MANU/JK/0753/2018

True Court CopyTM

IN THE HIGH COURT OF JAMMU AND KASHMIR AT JAMMU

CIMA Nos. 616, 615 and 617/2014

Decided On: 24.09.2018

Appellants: Zakir Hussain and Ors. Vs. Respondent: Krishan Lal

Hon'ble Judges/Coram:
M.K. Hanjura

ORDER

M.K. Hanjura, J.

1. These three appeals raise akin and analogues issues and have, therefore, been clubbed together for determination and decision.

2. This appeal bearing No. CIMA 616/2014 filed under Order 43 Rule 1 Clause (U) against the order of the learned Principal District Judge, Kishtwar, passed in File No. 11 titled Krishan Lal v. Zakir Hussain and Others, where under the learned Principal District Judge has accepted the appeal of the respondent and remanded the case to the learned Sub Judge, Kishtwar, for accord of fresh consideration to it in light of issue No. 3 framed in the suit.
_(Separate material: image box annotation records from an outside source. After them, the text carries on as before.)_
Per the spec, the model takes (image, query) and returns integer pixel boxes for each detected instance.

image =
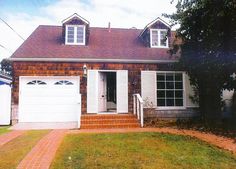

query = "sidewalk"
[17,130,67,169]
[0,130,25,147]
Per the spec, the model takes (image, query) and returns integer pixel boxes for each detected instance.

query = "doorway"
[98,71,117,113]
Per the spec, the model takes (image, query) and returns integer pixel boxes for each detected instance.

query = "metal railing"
[77,94,82,128]
[133,93,144,127]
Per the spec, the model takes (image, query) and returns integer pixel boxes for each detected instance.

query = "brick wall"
[12,62,171,119]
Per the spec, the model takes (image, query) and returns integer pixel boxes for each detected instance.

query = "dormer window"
[150,29,168,48]
[65,25,85,45]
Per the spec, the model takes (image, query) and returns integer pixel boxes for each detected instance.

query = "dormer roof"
[139,17,171,36]
[62,13,89,25]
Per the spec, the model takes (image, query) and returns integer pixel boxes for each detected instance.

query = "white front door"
[98,72,107,112]
[116,70,128,113]
[87,70,98,113]
[87,70,128,113]
[19,76,79,122]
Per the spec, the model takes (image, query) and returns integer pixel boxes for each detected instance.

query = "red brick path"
[0,130,24,147]
[17,130,67,169]
[68,128,236,154]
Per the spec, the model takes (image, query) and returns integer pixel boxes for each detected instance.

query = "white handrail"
[133,94,144,127]
[77,94,81,128]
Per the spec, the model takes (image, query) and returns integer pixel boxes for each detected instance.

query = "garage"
[19,76,80,122]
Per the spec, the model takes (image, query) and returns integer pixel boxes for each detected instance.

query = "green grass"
[0,130,49,169]
[0,126,10,135]
[50,133,236,169]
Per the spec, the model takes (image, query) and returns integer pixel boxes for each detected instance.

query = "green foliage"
[50,133,236,169]
[165,0,236,120]
[0,59,12,76]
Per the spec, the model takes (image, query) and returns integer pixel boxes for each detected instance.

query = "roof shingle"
[11,25,176,60]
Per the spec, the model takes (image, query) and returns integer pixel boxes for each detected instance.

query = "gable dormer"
[62,13,89,45]
[139,17,171,48]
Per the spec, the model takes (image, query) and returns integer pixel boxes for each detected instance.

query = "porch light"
[83,64,87,77]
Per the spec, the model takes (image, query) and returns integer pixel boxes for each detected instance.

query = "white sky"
[0,0,175,60]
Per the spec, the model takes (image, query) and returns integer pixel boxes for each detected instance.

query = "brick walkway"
[0,130,24,147]
[17,130,67,169]
[68,128,236,154]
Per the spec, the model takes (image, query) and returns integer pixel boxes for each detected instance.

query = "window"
[65,25,85,45]
[156,72,184,107]
[150,29,168,48]
[27,80,46,85]
[55,80,73,85]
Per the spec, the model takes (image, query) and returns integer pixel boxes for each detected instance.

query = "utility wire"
[0,18,25,41]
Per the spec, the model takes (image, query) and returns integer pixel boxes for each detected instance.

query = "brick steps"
[81,114,140,129]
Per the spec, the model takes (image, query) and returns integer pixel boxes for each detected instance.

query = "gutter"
[9,58,178,63]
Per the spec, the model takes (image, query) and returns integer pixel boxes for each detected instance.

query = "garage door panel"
[21,97,77,105]
[22,104,77,114]
[19,112,78,122]
[19,77,79,122]
[21,88,76,97]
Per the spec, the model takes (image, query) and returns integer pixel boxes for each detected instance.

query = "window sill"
[151,46,169,49]
[155,106,186,110]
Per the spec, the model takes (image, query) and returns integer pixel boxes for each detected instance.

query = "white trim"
[146,17,170,28]
[139,17,171,37]
[62,13,89,24]
[65,25,86,45]
[155,71,187,110]
[9,57,178,63]
[0,77,12,84]
[150,29,169,48]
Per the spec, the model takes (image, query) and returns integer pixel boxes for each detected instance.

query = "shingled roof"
[11,25,177,61]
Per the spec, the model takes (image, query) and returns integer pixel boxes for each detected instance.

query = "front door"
[87,70,128,113]
[98,72,107,112]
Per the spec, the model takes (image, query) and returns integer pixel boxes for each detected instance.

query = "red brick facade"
[13,62,171,119]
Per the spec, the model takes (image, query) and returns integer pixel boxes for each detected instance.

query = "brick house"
[11,14,197,128]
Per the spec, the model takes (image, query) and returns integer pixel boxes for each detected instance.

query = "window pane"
[175,90,183,98]
[175,82,183,89]
[157,90,165,98]
[166,90,174,98]
[166,73,174,81]
[157,99,166,106]
[160,31,167,46]
[166,82,174,89]
[166,99,175,106]
[175,73,182,81]
[67,26,74,43]
[157,82,165,89]
[157,74,165,81]
[152,30,158,46]
[175,99,183,106]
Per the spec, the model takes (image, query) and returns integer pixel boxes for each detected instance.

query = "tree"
[165,0,236,121]
[0,59,12,76]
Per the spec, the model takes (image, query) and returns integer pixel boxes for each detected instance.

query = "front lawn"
[51,133,236,169]
[0,126,10,135]
[0,130,49,169]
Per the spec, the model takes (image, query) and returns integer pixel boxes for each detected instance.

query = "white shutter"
[87,70,98,113]
[0,85,11,125]
[141,71,157,107]
[116,70,128,113]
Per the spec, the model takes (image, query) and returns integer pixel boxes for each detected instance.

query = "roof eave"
[10,57,178,63]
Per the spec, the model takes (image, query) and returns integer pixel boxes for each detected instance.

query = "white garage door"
[19,76,80,122]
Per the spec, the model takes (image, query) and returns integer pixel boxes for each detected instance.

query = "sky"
[0,0,176,61]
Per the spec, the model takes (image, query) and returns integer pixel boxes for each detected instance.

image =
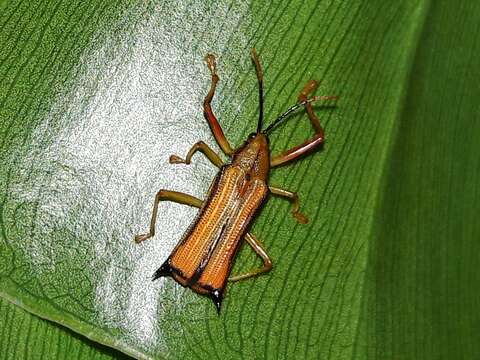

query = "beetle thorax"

3. The background facts of the case are that the respondent filed a Civil Suit for possession by enforcement of the right of prior purchase against the appellants herein. The suit was contested by the appellants and it ultimately came to be dismissed by the learned trial Court, i.e., Sub Judge, Kishtwar, vide his judgment dated 26.09.2013. The respondent assailed the judgment of the learned Sub Judge before the Court of the learned Principal District Judge, Kishtwar, and the learned District Judge vide an order dated 18.12.2014 (impugned herein), remanded the matter to the learned Sub Judge.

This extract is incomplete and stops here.